# skunks smell



## treetops1974 (Jan 10, 2009)

Rio almost made it to his first birthday (sept 24) w/o getting hit by a skunk - which is pretty amazing considering that we live amongst so many. 

Nonetheless, he got sprayed tonight and it really sucks. After a quick internet polling of best remedies we opted for the peroxide and baking soda cocktail-which honestly scared me a bit. Not sure if it worked b/c the house stinks and my nostrils are toast.

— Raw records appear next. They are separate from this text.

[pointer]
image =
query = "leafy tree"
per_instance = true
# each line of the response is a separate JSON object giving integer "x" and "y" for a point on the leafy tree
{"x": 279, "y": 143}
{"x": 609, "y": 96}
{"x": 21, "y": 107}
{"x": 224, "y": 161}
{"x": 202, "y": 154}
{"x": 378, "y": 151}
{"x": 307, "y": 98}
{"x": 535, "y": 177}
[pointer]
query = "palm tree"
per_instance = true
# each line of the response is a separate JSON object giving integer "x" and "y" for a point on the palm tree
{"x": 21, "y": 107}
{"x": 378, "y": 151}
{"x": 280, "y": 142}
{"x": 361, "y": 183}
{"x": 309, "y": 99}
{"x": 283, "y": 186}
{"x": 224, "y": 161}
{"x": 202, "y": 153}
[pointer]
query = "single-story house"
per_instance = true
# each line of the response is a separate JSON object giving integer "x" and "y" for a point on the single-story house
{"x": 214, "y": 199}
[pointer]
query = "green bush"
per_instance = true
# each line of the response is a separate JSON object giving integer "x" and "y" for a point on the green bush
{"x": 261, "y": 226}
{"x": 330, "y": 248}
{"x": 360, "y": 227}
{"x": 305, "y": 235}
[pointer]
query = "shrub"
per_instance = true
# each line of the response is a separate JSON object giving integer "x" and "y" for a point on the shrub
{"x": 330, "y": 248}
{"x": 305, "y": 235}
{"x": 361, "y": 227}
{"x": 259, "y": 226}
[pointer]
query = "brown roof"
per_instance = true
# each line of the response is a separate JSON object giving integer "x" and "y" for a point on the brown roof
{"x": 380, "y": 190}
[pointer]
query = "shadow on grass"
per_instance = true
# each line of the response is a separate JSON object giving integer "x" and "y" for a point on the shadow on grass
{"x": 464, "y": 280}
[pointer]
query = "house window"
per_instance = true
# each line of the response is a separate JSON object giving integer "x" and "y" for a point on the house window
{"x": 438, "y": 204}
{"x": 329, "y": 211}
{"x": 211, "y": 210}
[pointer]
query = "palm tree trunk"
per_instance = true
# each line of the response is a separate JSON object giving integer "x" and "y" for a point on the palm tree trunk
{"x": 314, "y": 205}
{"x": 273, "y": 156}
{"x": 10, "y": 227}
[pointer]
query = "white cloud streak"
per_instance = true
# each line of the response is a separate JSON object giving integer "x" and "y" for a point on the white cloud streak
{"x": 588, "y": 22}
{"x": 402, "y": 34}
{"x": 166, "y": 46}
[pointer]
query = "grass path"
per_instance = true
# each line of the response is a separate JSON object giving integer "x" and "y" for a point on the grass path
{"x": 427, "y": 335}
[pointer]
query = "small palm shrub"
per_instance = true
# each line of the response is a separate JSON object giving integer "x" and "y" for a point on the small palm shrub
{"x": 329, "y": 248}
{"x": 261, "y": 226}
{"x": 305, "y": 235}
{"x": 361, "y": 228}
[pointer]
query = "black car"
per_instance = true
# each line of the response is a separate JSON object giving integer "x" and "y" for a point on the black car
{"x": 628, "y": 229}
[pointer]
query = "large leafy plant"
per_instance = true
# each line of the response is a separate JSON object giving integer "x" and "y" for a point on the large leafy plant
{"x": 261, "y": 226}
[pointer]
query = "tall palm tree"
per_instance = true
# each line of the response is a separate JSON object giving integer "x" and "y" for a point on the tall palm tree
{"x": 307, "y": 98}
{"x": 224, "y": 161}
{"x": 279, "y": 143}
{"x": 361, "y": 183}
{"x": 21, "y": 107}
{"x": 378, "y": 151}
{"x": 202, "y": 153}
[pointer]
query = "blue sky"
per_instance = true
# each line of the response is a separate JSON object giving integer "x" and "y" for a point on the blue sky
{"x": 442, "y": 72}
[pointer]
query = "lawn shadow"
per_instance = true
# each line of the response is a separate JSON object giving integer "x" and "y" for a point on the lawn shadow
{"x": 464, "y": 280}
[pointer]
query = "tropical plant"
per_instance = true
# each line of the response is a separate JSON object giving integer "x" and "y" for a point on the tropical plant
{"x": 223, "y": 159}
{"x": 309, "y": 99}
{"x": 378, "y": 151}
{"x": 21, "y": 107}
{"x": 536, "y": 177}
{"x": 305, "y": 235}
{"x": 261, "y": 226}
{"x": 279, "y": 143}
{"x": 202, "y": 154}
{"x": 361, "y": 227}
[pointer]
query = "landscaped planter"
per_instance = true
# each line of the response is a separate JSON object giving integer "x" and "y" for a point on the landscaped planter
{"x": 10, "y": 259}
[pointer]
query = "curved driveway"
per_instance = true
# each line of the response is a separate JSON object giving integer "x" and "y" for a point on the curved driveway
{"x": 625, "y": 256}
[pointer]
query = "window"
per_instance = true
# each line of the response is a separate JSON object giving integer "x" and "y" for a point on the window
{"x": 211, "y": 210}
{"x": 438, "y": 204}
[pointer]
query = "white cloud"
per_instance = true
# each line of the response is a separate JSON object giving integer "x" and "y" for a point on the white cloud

I hope this doesn't happen again ... It really sucks b/c it's 1:30am


----------



## 1notenough (Sep 6, 2008)

try the this soap it works for skunk ,poision ivy and some other things it is called [ Tecnu ]


----------



## treetops1974 (Jan 10, 2009)

The peroxide concoction works - hardly a trace of skunk this morning on him - I'm impressed


----------



## madaboutvizslas (Nov 12, 2008)

Are Skunks a protected animal in USA/Canada?


----------



## 1notenough (Sep 6, 2008)

no not protected niether are muskrats.
glad to hear that it worked for you the skunk is a pretty nasty fella


----------



## treetops1974 (Jan 10, 2009)

You are right-they aren't protected-however, I understand there are trapping / relocation restrictions here in the Great White North - I don't believe they can be relocated beyond 2 kms from where they were trapped.


----------



## 1notenough (Sep 6, 2008)

who,s tellin. skunks are nasty.I smell them outside my house all the time.It is not an if for me but when the boys find one in the yard.


----------